Marx peut attendre (Marco Bellocchio, 2021)

Le visage aveugle de la mère

Le suicide est un événement avec lequel on (l’autre) ne peut jamais faire la paix

Le film est une évocation de Camillo, frère jumeau de Marco Bellocchio, qui s’est suicidé en 1968, à l’âge de 29 ans. En 20161, presque cinquante ans plus tard, un repas familial est organisé. Sur les huit frères et soeurs, il en reste cinq : Piergiorgio l’intellectuel, critique littéraire et figure de l’extrême-gauche, Alberto l’écrivain, Marialuisa et Letizia, les deux soeurs, et Marco lui-même, le réalisateur.
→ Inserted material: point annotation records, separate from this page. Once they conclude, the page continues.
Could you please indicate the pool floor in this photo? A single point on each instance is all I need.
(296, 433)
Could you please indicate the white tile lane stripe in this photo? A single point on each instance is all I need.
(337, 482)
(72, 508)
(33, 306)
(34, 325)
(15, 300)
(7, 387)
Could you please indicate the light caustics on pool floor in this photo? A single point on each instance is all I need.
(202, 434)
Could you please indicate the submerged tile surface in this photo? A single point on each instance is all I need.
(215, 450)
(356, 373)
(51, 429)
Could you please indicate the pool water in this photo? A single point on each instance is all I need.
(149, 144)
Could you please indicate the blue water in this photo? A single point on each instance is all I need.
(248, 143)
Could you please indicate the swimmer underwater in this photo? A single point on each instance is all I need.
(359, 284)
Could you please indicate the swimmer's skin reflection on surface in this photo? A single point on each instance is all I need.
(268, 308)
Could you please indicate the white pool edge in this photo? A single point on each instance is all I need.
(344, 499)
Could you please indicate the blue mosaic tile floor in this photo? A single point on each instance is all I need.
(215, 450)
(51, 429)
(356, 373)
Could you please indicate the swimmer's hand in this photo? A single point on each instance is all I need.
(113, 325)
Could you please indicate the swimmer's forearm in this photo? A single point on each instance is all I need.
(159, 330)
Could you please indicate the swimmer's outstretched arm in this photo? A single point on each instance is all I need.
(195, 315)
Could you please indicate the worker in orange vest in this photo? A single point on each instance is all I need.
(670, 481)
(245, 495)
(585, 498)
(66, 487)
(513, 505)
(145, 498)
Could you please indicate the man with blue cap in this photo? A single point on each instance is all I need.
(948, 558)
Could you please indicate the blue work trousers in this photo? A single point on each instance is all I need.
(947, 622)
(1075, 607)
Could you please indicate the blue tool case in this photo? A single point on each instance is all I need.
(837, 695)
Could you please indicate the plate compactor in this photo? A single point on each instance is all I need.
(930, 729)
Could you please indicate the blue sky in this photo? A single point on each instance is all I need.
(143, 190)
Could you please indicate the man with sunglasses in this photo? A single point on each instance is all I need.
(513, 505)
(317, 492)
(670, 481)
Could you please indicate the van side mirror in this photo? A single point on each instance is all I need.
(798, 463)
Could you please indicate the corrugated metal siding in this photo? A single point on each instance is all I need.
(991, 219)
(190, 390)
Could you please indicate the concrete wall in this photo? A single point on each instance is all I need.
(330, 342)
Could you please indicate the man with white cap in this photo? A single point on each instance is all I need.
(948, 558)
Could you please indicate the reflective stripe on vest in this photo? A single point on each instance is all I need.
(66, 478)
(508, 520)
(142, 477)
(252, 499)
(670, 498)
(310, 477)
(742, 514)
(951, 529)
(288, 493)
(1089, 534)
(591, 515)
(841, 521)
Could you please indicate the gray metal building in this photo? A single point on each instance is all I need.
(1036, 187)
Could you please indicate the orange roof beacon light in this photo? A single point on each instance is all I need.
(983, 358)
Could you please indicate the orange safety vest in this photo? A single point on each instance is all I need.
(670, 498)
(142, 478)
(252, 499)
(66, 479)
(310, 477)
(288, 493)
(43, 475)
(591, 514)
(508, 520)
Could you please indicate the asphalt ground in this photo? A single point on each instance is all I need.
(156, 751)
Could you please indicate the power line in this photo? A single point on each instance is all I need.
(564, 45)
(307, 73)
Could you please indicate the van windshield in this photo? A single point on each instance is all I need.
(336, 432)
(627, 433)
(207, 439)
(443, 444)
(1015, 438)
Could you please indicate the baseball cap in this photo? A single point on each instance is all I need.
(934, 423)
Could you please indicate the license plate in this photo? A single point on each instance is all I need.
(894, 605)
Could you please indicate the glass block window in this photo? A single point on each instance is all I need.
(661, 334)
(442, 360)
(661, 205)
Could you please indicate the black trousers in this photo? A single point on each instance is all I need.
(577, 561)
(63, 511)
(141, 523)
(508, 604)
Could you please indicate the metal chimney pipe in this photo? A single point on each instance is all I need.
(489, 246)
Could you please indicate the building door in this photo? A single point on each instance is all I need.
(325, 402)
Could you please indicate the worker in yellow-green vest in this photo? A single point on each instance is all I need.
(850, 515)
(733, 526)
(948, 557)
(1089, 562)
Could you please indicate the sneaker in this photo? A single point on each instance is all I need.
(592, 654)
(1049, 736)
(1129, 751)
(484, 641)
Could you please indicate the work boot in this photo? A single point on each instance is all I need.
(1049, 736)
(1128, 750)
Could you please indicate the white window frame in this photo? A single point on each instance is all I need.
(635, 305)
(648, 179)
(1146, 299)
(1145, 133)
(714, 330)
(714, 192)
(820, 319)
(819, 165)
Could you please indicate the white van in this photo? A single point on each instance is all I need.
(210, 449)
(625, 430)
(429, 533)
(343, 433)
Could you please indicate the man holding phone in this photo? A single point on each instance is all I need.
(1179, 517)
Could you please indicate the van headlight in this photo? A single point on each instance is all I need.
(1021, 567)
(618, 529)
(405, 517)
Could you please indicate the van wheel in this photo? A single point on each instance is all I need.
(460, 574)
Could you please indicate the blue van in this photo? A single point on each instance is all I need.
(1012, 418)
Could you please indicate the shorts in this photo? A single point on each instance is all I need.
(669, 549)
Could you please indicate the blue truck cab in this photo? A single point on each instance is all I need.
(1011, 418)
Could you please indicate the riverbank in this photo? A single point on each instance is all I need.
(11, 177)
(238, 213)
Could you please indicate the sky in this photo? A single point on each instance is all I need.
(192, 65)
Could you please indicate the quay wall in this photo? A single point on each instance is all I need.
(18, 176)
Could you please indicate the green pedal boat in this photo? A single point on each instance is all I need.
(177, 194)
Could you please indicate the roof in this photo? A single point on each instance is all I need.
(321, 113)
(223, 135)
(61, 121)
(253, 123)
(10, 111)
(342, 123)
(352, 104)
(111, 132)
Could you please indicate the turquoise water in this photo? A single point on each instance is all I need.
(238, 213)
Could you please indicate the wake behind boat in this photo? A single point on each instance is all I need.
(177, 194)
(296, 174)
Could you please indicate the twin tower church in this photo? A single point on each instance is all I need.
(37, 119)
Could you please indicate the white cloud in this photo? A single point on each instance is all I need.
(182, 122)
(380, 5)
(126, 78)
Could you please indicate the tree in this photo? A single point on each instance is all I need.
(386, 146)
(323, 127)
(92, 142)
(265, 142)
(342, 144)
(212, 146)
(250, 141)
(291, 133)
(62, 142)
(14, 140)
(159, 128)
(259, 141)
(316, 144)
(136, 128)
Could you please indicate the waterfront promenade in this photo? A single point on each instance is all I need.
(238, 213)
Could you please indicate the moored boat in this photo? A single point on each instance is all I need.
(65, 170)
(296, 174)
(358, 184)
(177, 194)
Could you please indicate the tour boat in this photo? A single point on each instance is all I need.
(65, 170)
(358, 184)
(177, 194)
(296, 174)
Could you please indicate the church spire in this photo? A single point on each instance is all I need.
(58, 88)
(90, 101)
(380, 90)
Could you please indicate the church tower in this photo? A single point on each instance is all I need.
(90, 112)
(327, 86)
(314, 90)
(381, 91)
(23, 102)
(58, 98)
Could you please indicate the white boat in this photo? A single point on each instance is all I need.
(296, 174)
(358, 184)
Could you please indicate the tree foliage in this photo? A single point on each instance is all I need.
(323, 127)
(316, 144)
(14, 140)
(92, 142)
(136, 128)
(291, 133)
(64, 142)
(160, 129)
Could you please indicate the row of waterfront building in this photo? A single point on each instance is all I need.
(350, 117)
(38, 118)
Les deux enfants de Marco, Elena et Piergiorgio, apparaissent à l’image mais ne disent rien. Parmi ses frères morts il y a Paulo, handicapé mental, qui partageait sa chambre avec Camillo, et Tonino, dont l’épouse encore vivante parle à la place. Le titre du film vient d’une déclaration de Camillo à Marco : si Marx peut attendre, c’est parce que, sollicité pour prendre des engagements politiques et sociaux, Camillo a répondu que ses problèmes personnels étaient prioritaires. Quels problèmes ? Quelles furent les motivations de son suicide ? C’est l’interrogation du film. Les uns et les autres avancent des hypothèses, mais aucun ne propose d’explication convaincante. Peut-être Camillo ne savait pas quoi faire de sa vie, sa position de directeur d’un club sportif ne lui suffisant pas. Quelques années plus tôt, il avait écrit à son frère jumeau qu’il aurait aimé, lui aussi, faire du cinéma, mais Marco n’avait pas répondu. Peut-être y avait-il aussi d’autres motivations qu’on ignore, par exemple sentimentales, mais la sœur de la petite amie de l’époque n’y croit pas. Il a, comme on dit, emporté son mystère dans la tombe, et il reste un ange, une énigme.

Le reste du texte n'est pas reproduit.